When she did, Ruthe began to scheme her escape. Next time near that
door....
But she miscounted while marching. The lights came up and there
they stood in their prearranged reception line. The crowd was thickest at her
end as people milled around, asking both sincere and snide questions all at
once.
"-A matter of life and death, your parents said."
"Yes, a
matter of life and death." She repeated it another time or two, as she realized
it was a dramatic but evasive answer.
"Sorry, I can't break a
confidence," nonplussed a few inquiries.
"Why can't you
tell?"
"What kind of emergency would....?"
"That stupid telephone
company! I would've told them off!"
However, there were so many others
talking at Ruthe that she only shook her head and laughed helplessly. Then she
saw a fresh wave of people coming. Seconds later she saw a small rift in the
human mass. Ducking and veering sharply, Ruthe disappeared.
Without
waiting for the rest of her family at the car, she drove the four odd blocks
home and didn't relax until she was in the drive. No sign of the kids, she
sighed. She was glad Brandt and her sisters had gone to the ceremonies, though
only parents were invited to the banquet at six.
Ruthe was also glad she
had got away before her classmates tried to wheedle her to come along to the all
night grad party and breakfast a few miles up the river.

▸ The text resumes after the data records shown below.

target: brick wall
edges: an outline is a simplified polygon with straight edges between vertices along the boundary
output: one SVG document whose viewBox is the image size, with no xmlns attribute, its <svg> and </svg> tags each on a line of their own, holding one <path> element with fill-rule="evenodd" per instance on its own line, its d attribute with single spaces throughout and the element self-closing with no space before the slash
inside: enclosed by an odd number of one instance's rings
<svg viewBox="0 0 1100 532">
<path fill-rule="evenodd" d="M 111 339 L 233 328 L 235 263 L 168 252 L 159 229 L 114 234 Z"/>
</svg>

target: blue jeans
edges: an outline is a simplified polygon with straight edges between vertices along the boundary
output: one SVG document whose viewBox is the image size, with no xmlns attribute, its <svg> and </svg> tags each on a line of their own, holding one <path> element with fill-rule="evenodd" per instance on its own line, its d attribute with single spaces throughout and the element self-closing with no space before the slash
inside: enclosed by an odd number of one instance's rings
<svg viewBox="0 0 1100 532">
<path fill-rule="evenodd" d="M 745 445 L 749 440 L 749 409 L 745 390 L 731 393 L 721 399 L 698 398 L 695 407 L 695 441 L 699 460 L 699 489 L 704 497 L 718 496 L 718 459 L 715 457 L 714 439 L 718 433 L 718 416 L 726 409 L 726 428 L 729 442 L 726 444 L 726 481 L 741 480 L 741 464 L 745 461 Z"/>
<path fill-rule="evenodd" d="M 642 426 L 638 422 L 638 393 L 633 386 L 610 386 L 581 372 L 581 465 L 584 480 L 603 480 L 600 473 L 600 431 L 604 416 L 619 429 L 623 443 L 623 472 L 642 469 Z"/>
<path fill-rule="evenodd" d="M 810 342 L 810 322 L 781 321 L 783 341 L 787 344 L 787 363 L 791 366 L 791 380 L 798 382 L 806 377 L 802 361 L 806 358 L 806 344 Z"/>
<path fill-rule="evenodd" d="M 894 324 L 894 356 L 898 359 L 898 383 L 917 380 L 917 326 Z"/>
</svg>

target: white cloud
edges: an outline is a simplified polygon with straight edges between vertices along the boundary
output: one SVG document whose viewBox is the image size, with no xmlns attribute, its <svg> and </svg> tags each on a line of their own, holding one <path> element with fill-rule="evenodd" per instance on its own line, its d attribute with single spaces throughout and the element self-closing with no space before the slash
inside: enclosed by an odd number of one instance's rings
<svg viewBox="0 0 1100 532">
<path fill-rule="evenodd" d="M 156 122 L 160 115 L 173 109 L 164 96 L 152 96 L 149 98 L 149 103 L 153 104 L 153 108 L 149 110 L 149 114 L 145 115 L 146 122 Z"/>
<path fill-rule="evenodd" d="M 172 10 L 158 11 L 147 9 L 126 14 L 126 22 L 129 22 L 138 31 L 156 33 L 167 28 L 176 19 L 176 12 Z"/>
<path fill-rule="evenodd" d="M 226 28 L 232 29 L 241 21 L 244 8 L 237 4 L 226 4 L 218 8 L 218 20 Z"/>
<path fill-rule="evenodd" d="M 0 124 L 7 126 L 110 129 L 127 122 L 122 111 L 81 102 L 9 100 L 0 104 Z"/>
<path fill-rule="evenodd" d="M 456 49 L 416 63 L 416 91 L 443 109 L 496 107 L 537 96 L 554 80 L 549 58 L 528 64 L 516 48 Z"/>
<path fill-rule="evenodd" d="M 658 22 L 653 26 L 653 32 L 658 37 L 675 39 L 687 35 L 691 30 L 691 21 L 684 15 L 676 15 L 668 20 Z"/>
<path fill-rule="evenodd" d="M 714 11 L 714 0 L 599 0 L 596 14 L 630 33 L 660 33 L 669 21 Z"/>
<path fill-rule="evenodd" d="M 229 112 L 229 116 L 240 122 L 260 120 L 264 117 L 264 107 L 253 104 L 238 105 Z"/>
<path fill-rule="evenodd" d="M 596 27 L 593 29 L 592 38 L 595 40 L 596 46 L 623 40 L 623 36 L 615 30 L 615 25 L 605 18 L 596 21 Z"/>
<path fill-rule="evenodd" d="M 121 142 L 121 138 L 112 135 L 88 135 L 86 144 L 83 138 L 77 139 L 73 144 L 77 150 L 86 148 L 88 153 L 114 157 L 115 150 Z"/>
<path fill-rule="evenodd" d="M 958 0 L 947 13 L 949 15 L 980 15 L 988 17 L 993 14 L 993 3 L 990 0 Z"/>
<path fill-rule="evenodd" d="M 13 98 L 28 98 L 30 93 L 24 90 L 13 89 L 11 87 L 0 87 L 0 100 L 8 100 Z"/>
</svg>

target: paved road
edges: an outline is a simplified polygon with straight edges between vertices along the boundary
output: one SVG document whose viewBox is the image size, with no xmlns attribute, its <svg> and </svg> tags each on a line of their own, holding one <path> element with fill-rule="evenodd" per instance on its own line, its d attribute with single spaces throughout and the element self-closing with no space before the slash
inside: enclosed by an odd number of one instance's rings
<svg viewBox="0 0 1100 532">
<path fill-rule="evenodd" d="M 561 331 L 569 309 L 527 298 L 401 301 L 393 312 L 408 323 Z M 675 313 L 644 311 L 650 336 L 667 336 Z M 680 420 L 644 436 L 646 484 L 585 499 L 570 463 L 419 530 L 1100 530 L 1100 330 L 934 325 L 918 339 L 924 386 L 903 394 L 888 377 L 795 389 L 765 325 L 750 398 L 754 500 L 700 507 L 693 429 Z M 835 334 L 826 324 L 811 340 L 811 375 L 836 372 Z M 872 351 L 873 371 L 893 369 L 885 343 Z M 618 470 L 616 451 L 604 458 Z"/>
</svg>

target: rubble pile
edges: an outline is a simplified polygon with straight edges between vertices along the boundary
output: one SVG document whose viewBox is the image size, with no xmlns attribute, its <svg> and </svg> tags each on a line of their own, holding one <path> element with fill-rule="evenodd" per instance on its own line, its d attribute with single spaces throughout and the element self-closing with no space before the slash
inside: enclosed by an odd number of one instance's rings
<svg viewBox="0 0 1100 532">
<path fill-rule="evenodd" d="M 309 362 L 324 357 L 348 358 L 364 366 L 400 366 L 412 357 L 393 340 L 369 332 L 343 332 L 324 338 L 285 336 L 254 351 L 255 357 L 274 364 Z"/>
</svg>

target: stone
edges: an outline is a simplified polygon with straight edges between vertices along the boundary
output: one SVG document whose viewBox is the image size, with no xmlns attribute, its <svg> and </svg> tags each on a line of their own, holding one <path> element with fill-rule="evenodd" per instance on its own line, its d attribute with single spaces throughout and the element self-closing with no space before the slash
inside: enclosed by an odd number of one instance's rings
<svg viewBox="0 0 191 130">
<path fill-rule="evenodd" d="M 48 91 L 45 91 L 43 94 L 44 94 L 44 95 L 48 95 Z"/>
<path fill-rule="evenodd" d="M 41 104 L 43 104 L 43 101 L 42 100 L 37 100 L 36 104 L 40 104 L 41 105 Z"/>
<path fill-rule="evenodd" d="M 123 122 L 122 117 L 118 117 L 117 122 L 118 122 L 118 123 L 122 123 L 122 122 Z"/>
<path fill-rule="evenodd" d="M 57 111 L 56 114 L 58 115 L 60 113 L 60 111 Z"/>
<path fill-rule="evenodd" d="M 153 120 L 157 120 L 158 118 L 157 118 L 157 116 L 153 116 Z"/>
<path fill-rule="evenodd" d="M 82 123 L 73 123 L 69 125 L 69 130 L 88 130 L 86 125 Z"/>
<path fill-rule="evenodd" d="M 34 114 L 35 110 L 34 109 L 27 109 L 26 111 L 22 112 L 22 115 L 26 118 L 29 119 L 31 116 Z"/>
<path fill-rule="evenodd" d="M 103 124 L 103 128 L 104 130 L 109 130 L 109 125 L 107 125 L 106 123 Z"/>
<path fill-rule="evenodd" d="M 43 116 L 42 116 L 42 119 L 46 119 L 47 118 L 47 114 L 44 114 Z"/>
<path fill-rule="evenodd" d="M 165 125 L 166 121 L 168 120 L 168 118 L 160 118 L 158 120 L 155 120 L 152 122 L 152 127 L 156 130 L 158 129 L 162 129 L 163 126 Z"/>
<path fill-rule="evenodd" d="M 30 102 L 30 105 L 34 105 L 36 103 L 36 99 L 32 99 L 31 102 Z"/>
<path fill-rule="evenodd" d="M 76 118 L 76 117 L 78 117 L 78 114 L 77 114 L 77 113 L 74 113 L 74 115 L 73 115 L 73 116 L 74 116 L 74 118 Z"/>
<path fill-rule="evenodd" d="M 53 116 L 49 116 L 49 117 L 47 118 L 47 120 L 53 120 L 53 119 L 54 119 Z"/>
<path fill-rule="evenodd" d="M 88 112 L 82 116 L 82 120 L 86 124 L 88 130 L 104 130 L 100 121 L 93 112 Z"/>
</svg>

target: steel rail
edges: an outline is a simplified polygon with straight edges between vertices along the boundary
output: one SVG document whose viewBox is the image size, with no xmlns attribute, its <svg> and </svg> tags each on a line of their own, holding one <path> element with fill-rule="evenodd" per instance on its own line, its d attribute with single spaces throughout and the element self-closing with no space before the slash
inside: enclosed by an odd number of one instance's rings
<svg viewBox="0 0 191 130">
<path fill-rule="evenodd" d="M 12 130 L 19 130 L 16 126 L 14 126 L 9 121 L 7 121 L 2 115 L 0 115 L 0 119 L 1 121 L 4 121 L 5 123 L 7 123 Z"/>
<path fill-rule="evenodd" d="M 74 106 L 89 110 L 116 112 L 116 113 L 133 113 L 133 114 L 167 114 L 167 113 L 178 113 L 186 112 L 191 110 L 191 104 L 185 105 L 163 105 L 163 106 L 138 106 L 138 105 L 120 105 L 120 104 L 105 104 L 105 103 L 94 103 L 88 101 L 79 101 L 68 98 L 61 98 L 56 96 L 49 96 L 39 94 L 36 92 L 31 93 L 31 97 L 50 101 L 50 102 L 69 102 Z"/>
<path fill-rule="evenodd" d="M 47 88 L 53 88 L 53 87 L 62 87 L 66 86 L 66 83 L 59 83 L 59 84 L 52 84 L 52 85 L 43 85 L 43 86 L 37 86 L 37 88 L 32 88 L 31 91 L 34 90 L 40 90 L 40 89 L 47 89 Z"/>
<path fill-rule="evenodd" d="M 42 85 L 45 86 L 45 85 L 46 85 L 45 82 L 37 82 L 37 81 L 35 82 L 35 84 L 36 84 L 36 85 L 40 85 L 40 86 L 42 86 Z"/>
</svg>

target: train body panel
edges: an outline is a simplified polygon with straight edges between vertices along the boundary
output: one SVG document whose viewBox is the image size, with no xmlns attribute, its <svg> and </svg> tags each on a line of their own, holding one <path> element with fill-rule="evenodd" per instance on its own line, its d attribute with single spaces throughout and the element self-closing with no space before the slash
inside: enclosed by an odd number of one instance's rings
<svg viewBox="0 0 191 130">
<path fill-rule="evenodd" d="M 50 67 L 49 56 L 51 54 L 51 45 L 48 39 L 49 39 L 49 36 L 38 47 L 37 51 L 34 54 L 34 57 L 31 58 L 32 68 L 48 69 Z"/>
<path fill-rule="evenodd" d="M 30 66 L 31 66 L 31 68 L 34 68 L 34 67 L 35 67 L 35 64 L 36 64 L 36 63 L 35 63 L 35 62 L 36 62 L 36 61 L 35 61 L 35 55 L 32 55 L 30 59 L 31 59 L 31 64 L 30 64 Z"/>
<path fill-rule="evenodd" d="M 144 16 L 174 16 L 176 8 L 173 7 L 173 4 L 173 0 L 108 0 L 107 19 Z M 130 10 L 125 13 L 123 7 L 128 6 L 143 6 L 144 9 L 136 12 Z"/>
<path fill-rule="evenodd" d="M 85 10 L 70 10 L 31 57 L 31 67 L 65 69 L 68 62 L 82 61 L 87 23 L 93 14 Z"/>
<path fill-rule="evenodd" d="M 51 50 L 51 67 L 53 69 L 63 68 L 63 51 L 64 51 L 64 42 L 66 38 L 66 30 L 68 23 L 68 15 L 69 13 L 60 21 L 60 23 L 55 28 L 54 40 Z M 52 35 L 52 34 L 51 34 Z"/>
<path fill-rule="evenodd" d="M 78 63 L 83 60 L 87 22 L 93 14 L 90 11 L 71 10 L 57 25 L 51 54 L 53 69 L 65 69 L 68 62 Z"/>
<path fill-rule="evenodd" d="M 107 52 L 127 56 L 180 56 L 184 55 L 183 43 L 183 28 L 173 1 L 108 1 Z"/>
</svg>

They would have had fun
tormenting her to tell all they wanted to know, or wanted to believe.
She
opened the car doors on both sides and stretched out her full five feet and
seven inches (1.5m) on the front seat. She looked up at the deepening blue way
up in the sky and for several minutes simply breathed her lungs full of the
delicious evening air. The only sounds, a cricket chorus in a muddy dugout a
diagonal block away over a vacant lot of willow bushes, and the hum of the
highway traffic shuttling past the little town. Closing her eyes, Ruthe yawned
contentedly. A cooling breeze visited and went on.
Her mind cleared so
she could see her life in perspective again. As she replayed the evening in her
mind, she noticed things she had been too absorbed to see before, and saw
questions to ask and consider. She was eager to work them all out with her most
intimate Friend.
Hearing the shrill voices of her sisters up the street,
she shifted herself and sat up. More urgent now was to pray for calm and wisdom
in talking with her own family members in the next few minutes. Ruthe drew in
spiritual strength with a deep breath.